Zwei Maßnahmen, welche die so genannte Fratzscher-Kommission empfiehlt, will die Bundesregierung zügig umsetzen. Zum einen sollen Haushaltsüberschüsse nicht wie bisher in die Schuldentilgung fließen, sondern für mehr Investitionen genutzt werden. Der Bund werde alle Spielräume, die er durch seine nachhaltige Haushaltspolitik gewinne, für zusätzliche Investitionen in die öffentliche Infrastruktur nutzen. Der Überschuss im Jahr 2014 ist zum Teil bereits dafür vorgesehen, nun soll nach Schäubles Worten auch künftig so verfahren werden.
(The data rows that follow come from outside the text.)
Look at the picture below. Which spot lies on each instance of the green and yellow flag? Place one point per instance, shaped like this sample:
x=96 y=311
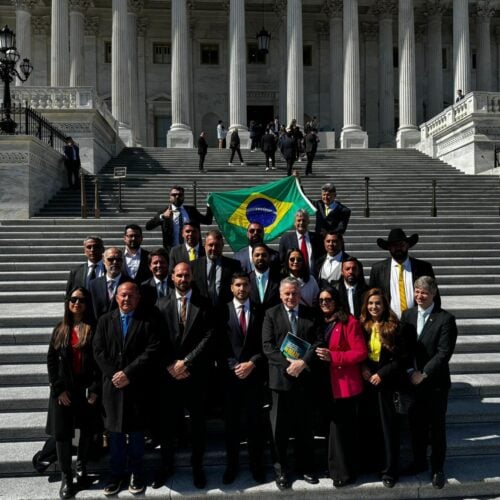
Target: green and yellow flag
x=273 y=205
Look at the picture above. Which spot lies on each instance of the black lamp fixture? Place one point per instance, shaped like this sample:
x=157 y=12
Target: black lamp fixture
x=9 y=56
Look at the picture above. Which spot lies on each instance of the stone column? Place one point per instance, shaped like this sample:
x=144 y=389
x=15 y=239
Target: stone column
x=295 y=65
x=77 y=9
x=408 y=134
x=333 y=10
x=120 y=89
x=385 y=10
x=435 y=98
x=484 y=13
x=91 y=32
x=352 y=135
x=461 y=47
x=59 y=46
x=40 y=28
x=180 y=134
x=23 y=30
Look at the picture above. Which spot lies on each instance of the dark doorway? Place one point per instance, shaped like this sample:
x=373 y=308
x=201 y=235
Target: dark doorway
x=260 y=114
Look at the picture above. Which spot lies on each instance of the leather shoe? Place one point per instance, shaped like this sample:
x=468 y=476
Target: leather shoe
x=282 y=482
x=161 y=477
x=438 y=480
x=310 y=477
x=199 y=478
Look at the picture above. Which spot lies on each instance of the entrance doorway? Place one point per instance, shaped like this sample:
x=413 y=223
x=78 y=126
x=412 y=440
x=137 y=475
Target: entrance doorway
x=260 y=114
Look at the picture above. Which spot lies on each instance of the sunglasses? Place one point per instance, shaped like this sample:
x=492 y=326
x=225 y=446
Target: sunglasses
x=74 y=300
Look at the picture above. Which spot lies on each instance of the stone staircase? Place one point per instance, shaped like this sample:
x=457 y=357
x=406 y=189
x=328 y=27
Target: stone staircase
x=462 y=243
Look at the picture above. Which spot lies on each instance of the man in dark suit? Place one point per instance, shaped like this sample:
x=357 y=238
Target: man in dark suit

Eine neue Gesellschaft für Bundesfernstraßen?

Zweitens plant der Bund, die Bundesautobahnen und eventuell auch die Bundesstraßen in eine Verkehrsinfrastrukturgesellschaft einzubringen, die sich vor allem aus zwei Quellen finanzieren soll: der geplanten Pkw-Maut (offiziell Infrastrukturabgabe genannt) und privatem Kapital. Die Gesellschaft soll nach den Empfehlungen der Kommission Bundesfernstraßen planen, bauen und erhalten. Die Kreditaufnahme der Gesellschaft, die über Anleihen oder Genussscheine erfolgen würde, dürfe aber nicht mit einer staatlichen Garantie verbunden sein, um nicht die Vorgaben des Maastricht-Vertrages zu verletzen. Gleichzeitig soll aber die öffentliche Kontrolle durch Ministerien und Bundestag gewahrt werden. Eine Privatisierung von Fernstraßen ist nicht geplant. Vorbild könnte die österreichische Asfinag sein, eine privatrechtlich organisierte Betreibergesellschaft in Bundesbesitz. Der Vorschlag einer Verkehrsinfrastrukturgesellschaft findet sich auch in einem Papier Schäubles für die Finanzverhandlungen mit den Ländern. Der Minister wies darauf hin, dass für deren Einrichtung das Grundgesetz geändert werden müsse. Denn die Verwaltung der Bundesstraßen ist Länderaufgabe. In Länderkreisen klang hierzu am Dienstag bereits erste Skepsis an, eine Zweidrittelmehrheit im Bundesrat dürfte daher noch nicht sicher sein. Die Grünen-Bundestagsabgeordnete Valerie Wilms äußerte sich skeptisch. Sie befürchtet eine "Straßenneubaumaschine", die nur mehr Geld verbrenne.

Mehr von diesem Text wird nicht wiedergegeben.